The Kresge Foundation has been an anchor investor in many local renovations and restorations, including Eastern Market ($4 million) and the Detroit Riverfront Conservancy ($50 million). It also contributed $50 million for the development of the QLine, hoping the Woodward Avenue light rail project can be a catalyst for a larger regional transit system in southeast Michigan. 

In 2014, The Kresge Foundation gave $100 million of the more than $800 million in state and local contributions to the “Grand Bargain,” the plan created in the wake of Detroit’s bankruptcy to protect city pension obligations, municipal assets, and the Detroit Institute of Arts from being liquidated to pay off creditors. 

“The foundation’s work has recently transitioned from the city to the neighborhoods, to address the troubling issue of ‘two Detroits,’ ” Kulczycki says. “The Woodward Avenue corridor is built up and beautiful, but there are 137 square miles in the city of Detroit that could use some investment, as well.” 

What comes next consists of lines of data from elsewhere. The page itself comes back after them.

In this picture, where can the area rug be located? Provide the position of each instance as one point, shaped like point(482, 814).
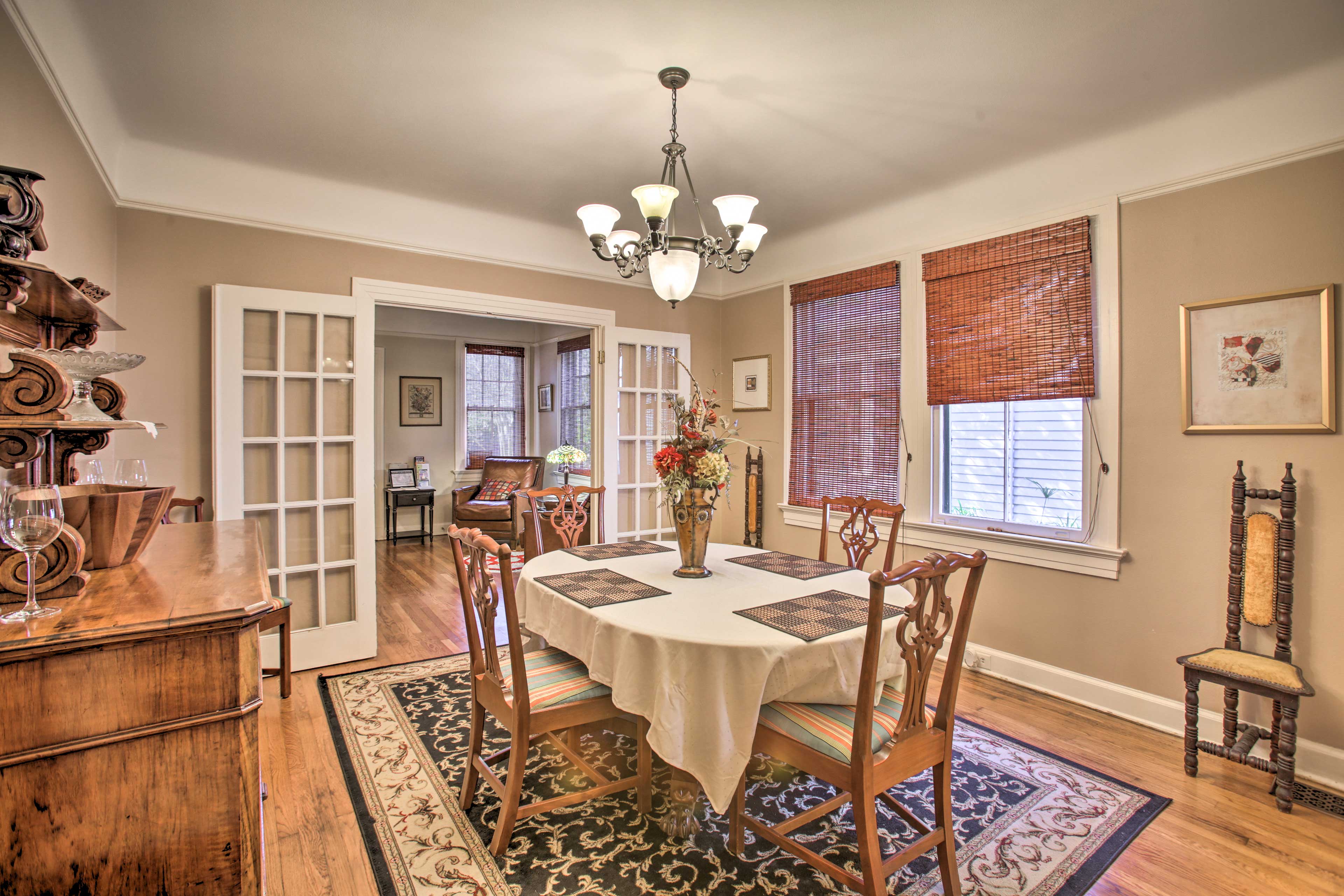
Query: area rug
point(1029, 822)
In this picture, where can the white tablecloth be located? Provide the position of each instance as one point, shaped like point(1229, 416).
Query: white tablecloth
point(690, 665)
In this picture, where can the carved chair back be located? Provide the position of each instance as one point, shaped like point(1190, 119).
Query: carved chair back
point(483, 598)
point(1260, 578)
point(570, 516)
point(929, 618)
point(859, 534)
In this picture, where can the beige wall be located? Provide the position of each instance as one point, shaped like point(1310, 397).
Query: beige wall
point(81, 219)
point(167, 265)
point(1276, 229)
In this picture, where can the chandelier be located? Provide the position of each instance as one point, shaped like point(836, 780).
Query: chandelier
point(674, 262)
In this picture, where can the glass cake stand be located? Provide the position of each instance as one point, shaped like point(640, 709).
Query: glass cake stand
point(84, 367)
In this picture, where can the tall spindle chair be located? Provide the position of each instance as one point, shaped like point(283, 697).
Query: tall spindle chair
point(537, 695)
point(869, 749)
point(570, 516)
point(1260, 592)
point(859, 534)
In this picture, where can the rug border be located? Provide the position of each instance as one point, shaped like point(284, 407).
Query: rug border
point(1084, 879)
point(1092, 871)
point(363, 817)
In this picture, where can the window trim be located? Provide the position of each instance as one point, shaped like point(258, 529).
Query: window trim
point(464, 473)
point(955, 520)
point(1102, 555)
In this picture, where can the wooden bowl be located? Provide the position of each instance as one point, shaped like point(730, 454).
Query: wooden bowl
point(116, 522)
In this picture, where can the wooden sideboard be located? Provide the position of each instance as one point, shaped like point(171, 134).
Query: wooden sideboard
point(130, 755)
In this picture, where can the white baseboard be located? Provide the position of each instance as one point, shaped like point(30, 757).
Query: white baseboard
point(1315, 761)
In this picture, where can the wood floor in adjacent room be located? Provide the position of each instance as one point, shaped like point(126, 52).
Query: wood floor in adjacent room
point(1222, 835)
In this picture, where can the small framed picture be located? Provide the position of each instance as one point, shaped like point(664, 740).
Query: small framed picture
point(422, 401)
point(752, 383)
point(1260, 363)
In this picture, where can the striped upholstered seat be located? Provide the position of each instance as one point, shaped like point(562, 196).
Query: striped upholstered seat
point(830, 729)
point(554, 678)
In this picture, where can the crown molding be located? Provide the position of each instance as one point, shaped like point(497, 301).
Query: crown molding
point(40, 59)
point(1234, 171)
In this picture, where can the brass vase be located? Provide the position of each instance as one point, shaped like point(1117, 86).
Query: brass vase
point(694, 515)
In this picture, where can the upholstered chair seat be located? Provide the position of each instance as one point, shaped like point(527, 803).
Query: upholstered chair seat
point(1249, 667)
point(830, 729)
point(555, 679)
point(502, 519)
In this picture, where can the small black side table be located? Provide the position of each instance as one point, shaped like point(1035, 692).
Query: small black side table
point(398, 499)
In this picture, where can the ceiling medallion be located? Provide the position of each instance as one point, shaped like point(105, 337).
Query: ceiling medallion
point(674, 262)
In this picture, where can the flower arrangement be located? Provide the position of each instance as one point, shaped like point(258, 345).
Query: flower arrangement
point(694, 457)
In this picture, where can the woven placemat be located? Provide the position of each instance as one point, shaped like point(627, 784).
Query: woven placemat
point(600, 588)
point(816, 616)
point(788, 565)
point(616, 551)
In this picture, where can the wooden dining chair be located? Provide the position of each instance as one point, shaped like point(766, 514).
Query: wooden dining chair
point(195, 504)
point(570, 518)
point(869, 749)
point(534, 696)
point(859, 534)
point(1260, 593)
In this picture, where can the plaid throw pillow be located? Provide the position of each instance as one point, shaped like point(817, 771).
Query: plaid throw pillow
point(496, 489)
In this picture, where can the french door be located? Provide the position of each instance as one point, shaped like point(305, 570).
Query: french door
point(647, 377)
point(294, 422)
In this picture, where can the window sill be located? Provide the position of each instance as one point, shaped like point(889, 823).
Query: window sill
point(1070, 556)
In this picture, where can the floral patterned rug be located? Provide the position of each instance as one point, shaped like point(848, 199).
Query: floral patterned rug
point(1029, 822)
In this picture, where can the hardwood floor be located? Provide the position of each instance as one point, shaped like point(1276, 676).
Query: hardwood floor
point(1221, 835)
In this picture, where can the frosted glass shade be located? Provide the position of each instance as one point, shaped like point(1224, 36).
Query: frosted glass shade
point(598, 221)
point(622, 238)
point(736, 210)
point(674, 273)
point(655, 199)
point(750, 238)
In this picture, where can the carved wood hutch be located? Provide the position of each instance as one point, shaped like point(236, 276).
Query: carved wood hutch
point(130, 758)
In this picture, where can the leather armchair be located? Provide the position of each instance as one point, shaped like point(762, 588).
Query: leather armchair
point(503, 520)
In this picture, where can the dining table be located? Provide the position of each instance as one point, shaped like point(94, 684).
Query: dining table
point(697, 670)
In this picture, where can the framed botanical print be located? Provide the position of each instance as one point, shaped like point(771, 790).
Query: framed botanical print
point(422, 401)
point(1260, 363)
point(752, 383)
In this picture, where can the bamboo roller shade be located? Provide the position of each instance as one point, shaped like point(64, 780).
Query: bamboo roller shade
point(1010, 319)
point(846, 386)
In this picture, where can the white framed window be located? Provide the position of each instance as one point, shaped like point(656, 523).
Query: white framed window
point(495, 402)
point(1015, 467)
point(576, 359)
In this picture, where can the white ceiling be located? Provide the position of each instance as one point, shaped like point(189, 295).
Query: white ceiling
point(504, 117)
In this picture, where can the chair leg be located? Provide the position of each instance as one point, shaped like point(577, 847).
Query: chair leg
point(944, 820)
point(1287, 757)
point(1191, 724)
point(1230, 716)
point(1275, 730)
point(286, 657)
point(512, 793)
point(646, 768)
point(740, 805)
point(870, 848)
point(474, 750)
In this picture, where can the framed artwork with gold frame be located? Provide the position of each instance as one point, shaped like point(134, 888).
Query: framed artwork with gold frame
point(752, 383)
point(1260, 363)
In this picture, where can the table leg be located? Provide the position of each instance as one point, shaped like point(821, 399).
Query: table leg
point(685, 800)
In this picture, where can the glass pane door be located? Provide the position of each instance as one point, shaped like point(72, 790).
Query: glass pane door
point(288, 401)
point(648, 377)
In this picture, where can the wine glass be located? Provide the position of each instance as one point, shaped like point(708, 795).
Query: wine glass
point(132, 472)
point(30, 519)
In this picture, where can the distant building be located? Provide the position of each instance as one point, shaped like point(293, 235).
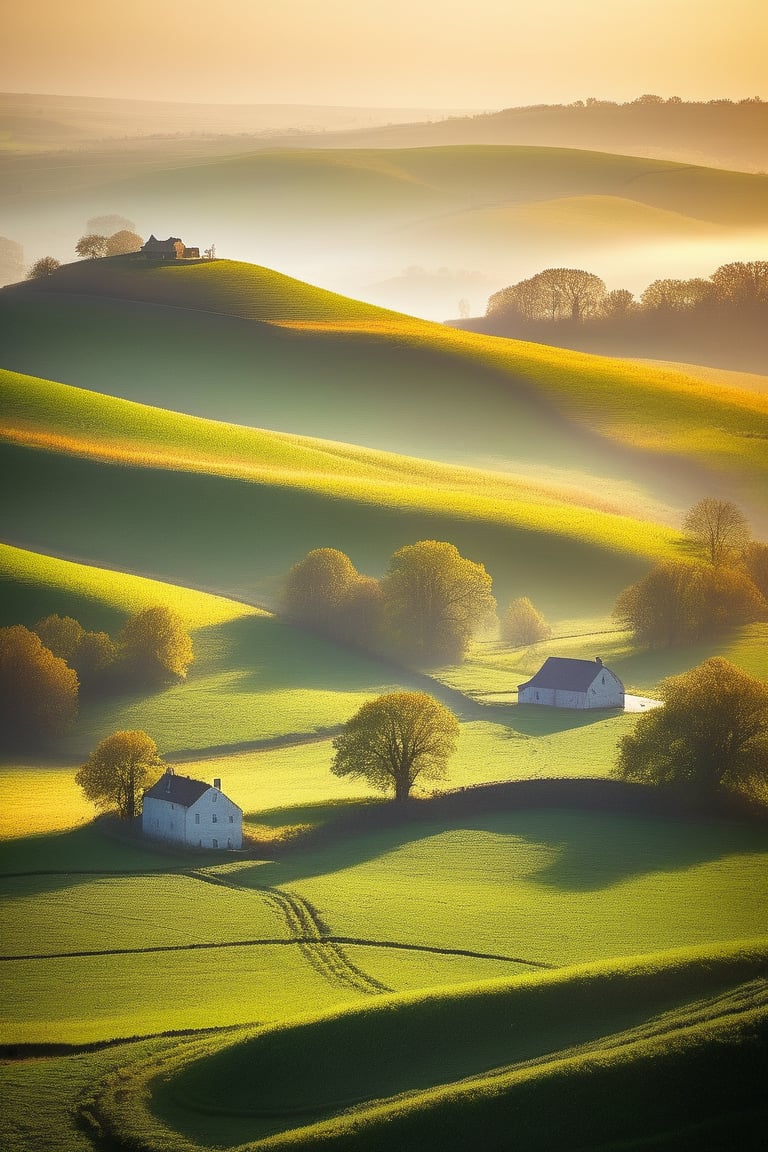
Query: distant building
point(172, 249)
point(190, 812)
point(564, 683)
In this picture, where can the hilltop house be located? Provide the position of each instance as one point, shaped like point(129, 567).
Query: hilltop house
point(191, 812)
point(172, 249)
point(564, 683)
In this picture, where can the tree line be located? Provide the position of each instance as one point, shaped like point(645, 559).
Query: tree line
point(573, 296)
point(424, 611)
point(45, 669)
point(722, 584)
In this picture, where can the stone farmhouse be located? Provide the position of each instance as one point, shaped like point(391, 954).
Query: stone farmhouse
point(564, 683)
point(190, 812)
point(172, 249)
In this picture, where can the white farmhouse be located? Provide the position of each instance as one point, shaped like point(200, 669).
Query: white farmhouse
point(191, 812)
point(564, 683)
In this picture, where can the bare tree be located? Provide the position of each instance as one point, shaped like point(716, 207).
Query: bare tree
point(719, 528)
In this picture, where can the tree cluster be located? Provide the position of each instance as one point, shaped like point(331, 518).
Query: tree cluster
point(119, 771)
point(396, 740)
point(712, 732)
point(425, 609)
point(575, 296)
point(681, 601)
point(43, 671)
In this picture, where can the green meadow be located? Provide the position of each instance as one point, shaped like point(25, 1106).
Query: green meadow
point(183, 436)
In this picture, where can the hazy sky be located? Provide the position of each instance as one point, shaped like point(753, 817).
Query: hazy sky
point(453, 53)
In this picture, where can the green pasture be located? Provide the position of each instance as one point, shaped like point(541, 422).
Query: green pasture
point(32, 585)
point(466, 1047)
point(44, 915)
point(550, 886)
point(147, 993)
point(241, 539)
point(349, 187)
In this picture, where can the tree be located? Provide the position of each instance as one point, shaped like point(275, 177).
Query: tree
point(679, 603)
point(317, 586)
point(44, 267)
point(396, 740)
point(91, 654)
point(719, 528)
point(522, 623)
point(712, 730)
point(153, 644)
point(123, 242)
point(119, 772)
point(91, 247)
point(434, 600)
point(109, 224)
point(38, 691)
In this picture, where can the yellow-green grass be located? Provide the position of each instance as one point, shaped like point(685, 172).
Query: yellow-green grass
point(241, 539)
point(346, 377)
point(45, 915)
point(222, 1091)
point(341, 187)
point(146, 993)
point(493, 669)
point(61, 418)
point(42, 1097)
point(29, 580)
point(550, 885)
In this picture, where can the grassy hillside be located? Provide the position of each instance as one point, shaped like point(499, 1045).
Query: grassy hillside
point(527, 1050)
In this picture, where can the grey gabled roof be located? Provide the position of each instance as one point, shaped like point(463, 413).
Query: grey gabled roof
point(561, 672)
point(180, 790)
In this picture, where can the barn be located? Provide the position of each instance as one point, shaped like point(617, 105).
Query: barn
point(190, 812)
point(564, 683)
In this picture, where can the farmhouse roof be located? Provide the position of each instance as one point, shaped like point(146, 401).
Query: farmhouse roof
point(561, 672)
point(180, 790)
point(164, 245)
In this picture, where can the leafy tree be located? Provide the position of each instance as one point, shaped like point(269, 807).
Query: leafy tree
point(109, 224)
point(123, 242)
point(522, 623)
point(742, 283)
point(434, 600)
point(91, 247)
point(712, 730)
point(91, 654)
point(119, 772)
point(755, 561)
point(396, 740)
point(12, 262)
point(38, 691)
point(719, 528)
point(44, 267)
point(326, 592)
point(317, 586)
point(679, 603)
point(154, 644)
point(62, 635)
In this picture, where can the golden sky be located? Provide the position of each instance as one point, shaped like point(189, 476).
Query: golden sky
point(454, 53)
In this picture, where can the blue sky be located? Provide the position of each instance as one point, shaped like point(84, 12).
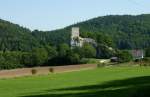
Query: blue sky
point(54, 14)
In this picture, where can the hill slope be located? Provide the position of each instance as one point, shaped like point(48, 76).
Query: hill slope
point(126, 31)
point(14, 37)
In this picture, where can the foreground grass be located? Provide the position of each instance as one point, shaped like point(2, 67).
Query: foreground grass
point(102, 82)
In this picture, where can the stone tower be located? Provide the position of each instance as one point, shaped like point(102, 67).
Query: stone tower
point(75, 37)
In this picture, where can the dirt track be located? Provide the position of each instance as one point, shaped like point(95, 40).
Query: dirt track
point(43, 70)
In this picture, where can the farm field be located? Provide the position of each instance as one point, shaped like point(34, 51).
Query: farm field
point(100, 82)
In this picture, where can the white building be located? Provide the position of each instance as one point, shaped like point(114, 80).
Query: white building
point(77, 41)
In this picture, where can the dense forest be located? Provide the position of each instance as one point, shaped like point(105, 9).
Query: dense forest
point(21, 47)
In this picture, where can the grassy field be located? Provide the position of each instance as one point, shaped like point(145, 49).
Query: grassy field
point(101, 82)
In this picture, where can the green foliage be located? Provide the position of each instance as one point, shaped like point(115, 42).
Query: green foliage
point(39, 56)
point(147, 52)
point(124, 56)
point(88, 51)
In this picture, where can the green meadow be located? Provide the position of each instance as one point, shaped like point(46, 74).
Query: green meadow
point(100, 82)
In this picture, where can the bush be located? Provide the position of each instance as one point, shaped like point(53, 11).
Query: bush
point(34, 71)
point(124, 56)
point(51, 70)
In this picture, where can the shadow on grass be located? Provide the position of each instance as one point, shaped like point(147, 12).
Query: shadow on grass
point(133, 87)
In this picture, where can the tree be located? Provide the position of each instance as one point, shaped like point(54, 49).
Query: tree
point(88, 51)
point(147, 52)
point(63, 49)
point(39, 56)
point(124, 56)
point(52, 52)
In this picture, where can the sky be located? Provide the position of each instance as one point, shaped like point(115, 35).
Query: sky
point(56, 14)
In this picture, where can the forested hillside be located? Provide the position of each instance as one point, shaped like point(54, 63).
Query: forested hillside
point(126, 31)
point(20, 47)
point(16, 38)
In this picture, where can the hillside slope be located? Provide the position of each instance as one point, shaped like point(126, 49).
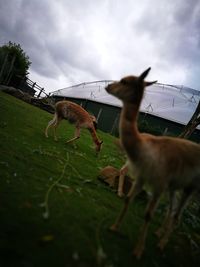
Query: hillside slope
point(55, 212)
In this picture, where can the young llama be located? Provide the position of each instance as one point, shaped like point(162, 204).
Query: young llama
point(76, 115)
point(165, 163)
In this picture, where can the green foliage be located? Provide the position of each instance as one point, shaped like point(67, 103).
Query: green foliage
point(55, 212)
point(14, 64)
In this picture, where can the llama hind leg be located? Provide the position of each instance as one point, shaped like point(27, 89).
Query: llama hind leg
point(76, 136)
point(174, 219)
point(53, 123)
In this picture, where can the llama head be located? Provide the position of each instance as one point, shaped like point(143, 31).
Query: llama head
point(98, 146)
point(130, 89)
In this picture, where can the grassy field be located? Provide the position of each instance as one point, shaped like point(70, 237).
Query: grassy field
point(55, 212)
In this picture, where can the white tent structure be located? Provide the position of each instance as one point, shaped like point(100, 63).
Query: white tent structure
point(174, 103)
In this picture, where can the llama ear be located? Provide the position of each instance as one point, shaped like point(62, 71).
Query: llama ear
point(149, 83)
point(144, 74)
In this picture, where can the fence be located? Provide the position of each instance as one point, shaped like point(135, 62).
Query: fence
point(32, 88)
point(7, 72)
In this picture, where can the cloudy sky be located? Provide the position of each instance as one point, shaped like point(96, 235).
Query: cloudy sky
point(70, 42)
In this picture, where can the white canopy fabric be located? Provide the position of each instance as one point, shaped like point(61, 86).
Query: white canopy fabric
point(175, 103)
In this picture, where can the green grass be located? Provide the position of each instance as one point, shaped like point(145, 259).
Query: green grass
point(80, 208)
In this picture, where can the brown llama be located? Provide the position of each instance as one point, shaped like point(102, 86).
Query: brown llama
point(76, 115)
point(165, 163)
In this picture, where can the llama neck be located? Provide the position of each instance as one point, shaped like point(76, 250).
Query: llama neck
point(94, 136)
point(129, 134)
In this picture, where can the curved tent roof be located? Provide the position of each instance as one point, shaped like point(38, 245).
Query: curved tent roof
point(175, 103)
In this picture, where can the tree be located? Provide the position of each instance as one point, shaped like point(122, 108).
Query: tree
point(14, 64)
point(192, 124)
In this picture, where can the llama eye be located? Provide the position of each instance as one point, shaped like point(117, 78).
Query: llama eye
point(123, 81)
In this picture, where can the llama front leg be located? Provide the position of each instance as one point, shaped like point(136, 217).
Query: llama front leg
point(172, 202)
point(76, 135)
point(135, 189)
point(148, 216)
point(123, 172)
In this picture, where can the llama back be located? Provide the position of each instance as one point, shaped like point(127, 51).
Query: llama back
point(73, 113)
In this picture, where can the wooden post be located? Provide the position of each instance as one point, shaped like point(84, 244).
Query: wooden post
point(9, 75)
point(3, 67)
point(40, 92)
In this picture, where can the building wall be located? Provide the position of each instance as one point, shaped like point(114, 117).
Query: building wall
point(108, 119)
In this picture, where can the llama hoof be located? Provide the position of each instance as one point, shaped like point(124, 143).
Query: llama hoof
point(113, 228)
point(161, 245)
point(137, 253)
point(159, 233)
point(120, 194)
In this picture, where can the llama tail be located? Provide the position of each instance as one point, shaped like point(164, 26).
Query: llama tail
point(52, 123)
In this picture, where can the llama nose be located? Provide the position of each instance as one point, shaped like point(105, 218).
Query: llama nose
point(107, 88)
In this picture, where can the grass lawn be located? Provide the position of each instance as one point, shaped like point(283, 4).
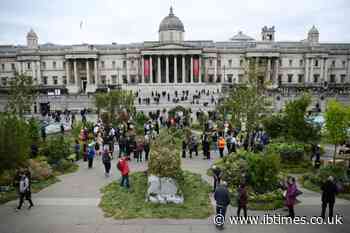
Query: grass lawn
point(119, 203)
point(36, 187)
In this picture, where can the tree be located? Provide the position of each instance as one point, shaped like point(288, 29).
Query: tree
point(22, 94)
point(337, 119)
point(14, 141)
point(247, 102)
point(119, 101)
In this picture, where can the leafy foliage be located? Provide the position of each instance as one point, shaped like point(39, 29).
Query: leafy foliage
point(247, 102)
point(22, 94)
point(14, 141)
point(119, 203)
point(337, 123)
point(55, 149)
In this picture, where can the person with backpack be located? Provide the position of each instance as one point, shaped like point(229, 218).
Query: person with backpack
point(329, 191)
point(24, 191)
point(222, 198)
point(106, 159)
point(291, 196)
point(123, 167)
point(242, 200)
point(90, 155)
point(221, 145)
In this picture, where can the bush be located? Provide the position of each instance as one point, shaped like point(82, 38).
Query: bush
point(165, 163)
point(40, 169)
point(259, 170)
point(55, 149)
point(289, 153)
point(14, 141)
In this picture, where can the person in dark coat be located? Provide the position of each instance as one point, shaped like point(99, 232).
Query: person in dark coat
point(217, 176)
point(242, 200)
point(329, 191)
point(222, 198)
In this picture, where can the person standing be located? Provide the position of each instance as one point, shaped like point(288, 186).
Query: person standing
point(221, 145)
point(222, 198)
point(106, 159)
point(329, 191)
point(291, 195)
point(217, 176)
point(123, 167)
point(91, 155)
point(24, 191)
point(146, 147)
point(242, 200)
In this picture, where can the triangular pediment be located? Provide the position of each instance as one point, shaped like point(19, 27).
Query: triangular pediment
point(171, 46)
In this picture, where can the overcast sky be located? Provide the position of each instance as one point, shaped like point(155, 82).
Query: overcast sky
point(125, 21)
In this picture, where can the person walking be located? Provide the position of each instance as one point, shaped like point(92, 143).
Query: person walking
point(24, 191)
point(90, 155)
point(146, 146)
point(222, 198)
point(123, 167)
point(329, 191)
point(242, 200)
point(217, 176)
point(221, 145)
point(291, 195)
point(106, 159)
point(184, 147)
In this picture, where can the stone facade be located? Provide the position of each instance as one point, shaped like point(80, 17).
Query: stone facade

She points to the foundation’s $50 million investment in 2018 in the Marygrove Conservancy. The award is helping to stabilize, protect, preserve, and transform the 53-acre campus of the former Marygrove College in northwest Detroit into an education- and arts-based community anchor. 

Kresge worked with the Marygrove Conservancy and others to create a collection of educational institutions on the campus, including an Early Childhood Education Center that opened in 2021. A new public elementary school, middle school, and high school, operated by Detroit Public Schools Community District in partnership with the University of Michigan School of Education, are also on the site. 

The Kresge Foundation originally employed outside investment counselors, but in the early 2000s it created its own investment office. Its portfolio includes a broad range of diversified strategies such as emerging markets, public and private equity, real estate, natural resources, venture capital, and cryptocurrency. The investment strategy has resulted in annualized returns of nearly 11 percent as of a five-year span ending Dec. 31, 2021. 

In addition, The Kresge Investment Analyst Program annually offers recent college graduates two- to three-year assignments in its investment office. The goal is to introduce the recruits to philanthropic investment strategies and prepare them for graduate business schools or positions in finance.